Prostaglandin EP3 receptor activation is antinociceptive in sensory neurons via PI3Kγ, AMPK and GRK2.

Abstract

Prostaglandin E2 is considered a major mediator of inflammatory pain, by acting on neuronal Gs protein-coupled EP2 and EP4 receptors. However, the neuronal EP3 receptor, colocalized with EP2 and EP4 receptor, is Gi protein-coupled and antagonizes the pronociceptive prostaglandin E2 effect. Here, we investigated the cellular signalling mechanisms by which the EP3 receptor reduces EP2 and EP4 receptor-evoked pronociceptive effects in sensory neurons. Experiments were performed on isolated and cultured dorsal root ganglion (DRG) neurons from wild type, phosphoinositide 3-kinase γ (PI3Kγ)-/- , and PI3Kγkinase dead (KD)/KD mice.
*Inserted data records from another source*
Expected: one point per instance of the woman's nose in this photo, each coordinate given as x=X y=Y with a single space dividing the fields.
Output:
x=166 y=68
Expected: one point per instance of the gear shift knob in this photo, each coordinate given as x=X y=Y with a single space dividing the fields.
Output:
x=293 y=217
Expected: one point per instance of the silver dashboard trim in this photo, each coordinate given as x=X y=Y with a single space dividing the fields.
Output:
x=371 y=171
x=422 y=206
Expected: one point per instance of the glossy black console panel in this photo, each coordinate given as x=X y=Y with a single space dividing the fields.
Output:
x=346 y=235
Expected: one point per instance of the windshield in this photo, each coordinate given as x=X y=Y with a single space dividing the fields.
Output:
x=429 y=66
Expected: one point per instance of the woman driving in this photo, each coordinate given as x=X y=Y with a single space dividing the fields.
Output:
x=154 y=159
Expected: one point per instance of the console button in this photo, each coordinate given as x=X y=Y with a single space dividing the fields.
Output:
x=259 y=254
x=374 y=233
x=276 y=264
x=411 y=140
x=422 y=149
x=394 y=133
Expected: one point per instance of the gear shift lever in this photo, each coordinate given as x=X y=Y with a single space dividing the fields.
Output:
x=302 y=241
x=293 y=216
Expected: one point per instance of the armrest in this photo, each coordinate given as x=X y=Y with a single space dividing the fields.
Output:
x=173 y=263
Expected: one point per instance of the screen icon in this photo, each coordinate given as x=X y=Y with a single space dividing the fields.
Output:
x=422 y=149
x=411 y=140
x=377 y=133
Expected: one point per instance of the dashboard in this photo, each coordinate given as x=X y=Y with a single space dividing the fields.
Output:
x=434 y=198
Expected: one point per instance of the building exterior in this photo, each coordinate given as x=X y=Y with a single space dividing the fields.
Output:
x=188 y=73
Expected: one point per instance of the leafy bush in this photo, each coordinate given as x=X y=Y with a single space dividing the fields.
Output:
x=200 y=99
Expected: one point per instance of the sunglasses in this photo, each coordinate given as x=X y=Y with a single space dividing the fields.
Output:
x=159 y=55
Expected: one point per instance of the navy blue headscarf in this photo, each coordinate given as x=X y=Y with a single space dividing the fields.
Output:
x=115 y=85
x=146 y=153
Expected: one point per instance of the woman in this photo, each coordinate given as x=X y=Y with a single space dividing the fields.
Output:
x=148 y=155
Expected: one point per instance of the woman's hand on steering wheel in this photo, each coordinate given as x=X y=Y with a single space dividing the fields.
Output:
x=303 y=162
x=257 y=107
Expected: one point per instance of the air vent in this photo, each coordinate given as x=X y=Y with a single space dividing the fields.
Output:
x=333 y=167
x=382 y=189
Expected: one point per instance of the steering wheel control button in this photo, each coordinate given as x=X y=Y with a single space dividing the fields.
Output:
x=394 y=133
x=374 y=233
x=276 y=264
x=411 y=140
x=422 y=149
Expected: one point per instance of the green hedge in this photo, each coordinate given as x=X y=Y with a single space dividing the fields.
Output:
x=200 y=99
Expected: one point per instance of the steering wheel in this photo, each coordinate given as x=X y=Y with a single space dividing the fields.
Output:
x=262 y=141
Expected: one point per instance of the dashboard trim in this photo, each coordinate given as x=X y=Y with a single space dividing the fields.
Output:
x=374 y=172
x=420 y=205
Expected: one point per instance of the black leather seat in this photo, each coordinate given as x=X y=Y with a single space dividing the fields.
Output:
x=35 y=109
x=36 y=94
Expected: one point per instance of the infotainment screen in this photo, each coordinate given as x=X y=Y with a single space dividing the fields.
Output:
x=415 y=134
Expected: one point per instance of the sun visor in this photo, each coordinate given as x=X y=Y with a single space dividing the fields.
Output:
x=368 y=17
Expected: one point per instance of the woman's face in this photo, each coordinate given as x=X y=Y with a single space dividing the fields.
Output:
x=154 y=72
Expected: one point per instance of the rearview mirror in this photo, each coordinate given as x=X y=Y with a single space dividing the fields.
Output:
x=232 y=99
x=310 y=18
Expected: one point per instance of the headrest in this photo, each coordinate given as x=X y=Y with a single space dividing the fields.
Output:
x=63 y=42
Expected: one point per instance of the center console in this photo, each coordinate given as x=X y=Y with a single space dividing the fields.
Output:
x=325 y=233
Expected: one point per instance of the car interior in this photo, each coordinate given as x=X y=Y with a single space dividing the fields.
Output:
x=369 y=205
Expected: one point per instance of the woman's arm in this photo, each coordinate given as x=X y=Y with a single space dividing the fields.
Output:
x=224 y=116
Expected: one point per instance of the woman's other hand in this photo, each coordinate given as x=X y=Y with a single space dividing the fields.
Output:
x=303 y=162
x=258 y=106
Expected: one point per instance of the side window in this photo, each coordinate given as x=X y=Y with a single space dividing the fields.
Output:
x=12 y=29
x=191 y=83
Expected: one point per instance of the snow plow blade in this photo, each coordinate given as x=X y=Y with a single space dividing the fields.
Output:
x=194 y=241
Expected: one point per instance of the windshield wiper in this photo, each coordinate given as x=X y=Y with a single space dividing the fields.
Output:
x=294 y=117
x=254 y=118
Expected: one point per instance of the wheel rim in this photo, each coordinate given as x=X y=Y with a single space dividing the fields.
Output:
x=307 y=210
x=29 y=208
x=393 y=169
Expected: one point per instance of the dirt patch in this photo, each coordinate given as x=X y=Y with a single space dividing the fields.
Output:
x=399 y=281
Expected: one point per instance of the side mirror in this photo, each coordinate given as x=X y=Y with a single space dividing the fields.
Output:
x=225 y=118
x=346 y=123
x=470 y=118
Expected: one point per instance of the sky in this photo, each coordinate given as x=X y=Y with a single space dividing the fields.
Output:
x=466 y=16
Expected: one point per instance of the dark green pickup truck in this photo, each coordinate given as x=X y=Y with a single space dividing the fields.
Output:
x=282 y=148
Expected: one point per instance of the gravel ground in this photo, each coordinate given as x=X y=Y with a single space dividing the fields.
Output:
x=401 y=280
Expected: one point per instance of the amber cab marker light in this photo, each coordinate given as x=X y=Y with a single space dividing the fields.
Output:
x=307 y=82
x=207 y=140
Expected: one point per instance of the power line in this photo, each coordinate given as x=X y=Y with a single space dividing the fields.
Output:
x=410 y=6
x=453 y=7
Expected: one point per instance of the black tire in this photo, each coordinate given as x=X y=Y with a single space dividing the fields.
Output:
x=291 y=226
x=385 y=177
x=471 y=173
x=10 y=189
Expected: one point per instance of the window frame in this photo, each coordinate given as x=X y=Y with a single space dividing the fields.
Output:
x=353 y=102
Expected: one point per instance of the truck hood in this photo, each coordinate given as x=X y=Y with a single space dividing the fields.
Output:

For subtype-specific stimulations, we used specific EP2, EP3, and EP4 receptor agonists from ONO Pharmaceuticals. As a functional readout, we recorded TTX-resistant sodium currents in patch-clamp experiments. Western blots were used to investigate the activation of intracellular signalling pathways. EP4 receptor internalization was measured using immunocytochemistry. Different pathways mediate the inhibition of EP2 and EP4 receptor-dependent pronociceptive effects by EP3 receptor stimulation. Inhibition of EP2 receptor-evoked pronociceptive effect critically depends on the kinase-independent function of the signalling protein PI3Kγ, and adenosine monophosphate activated protein kinase (AMPK) is involved. By contrast, inhibition of EP4 receptor-evoked pronociceptive effect is independent on PI3Kγ and mediated through activation of G protein-coupled receptor kinase 2 (GRK2), which enhances the internalization of the EP4 receptor after ligand binding. Activation of neuronal PI3Kγ, AMPK, and GRK2 by EP3 receptor activation limits cAMP-dependent pain generation by prostaglandin E2 . These new insights hold the potential for a novel approach in pain therapy.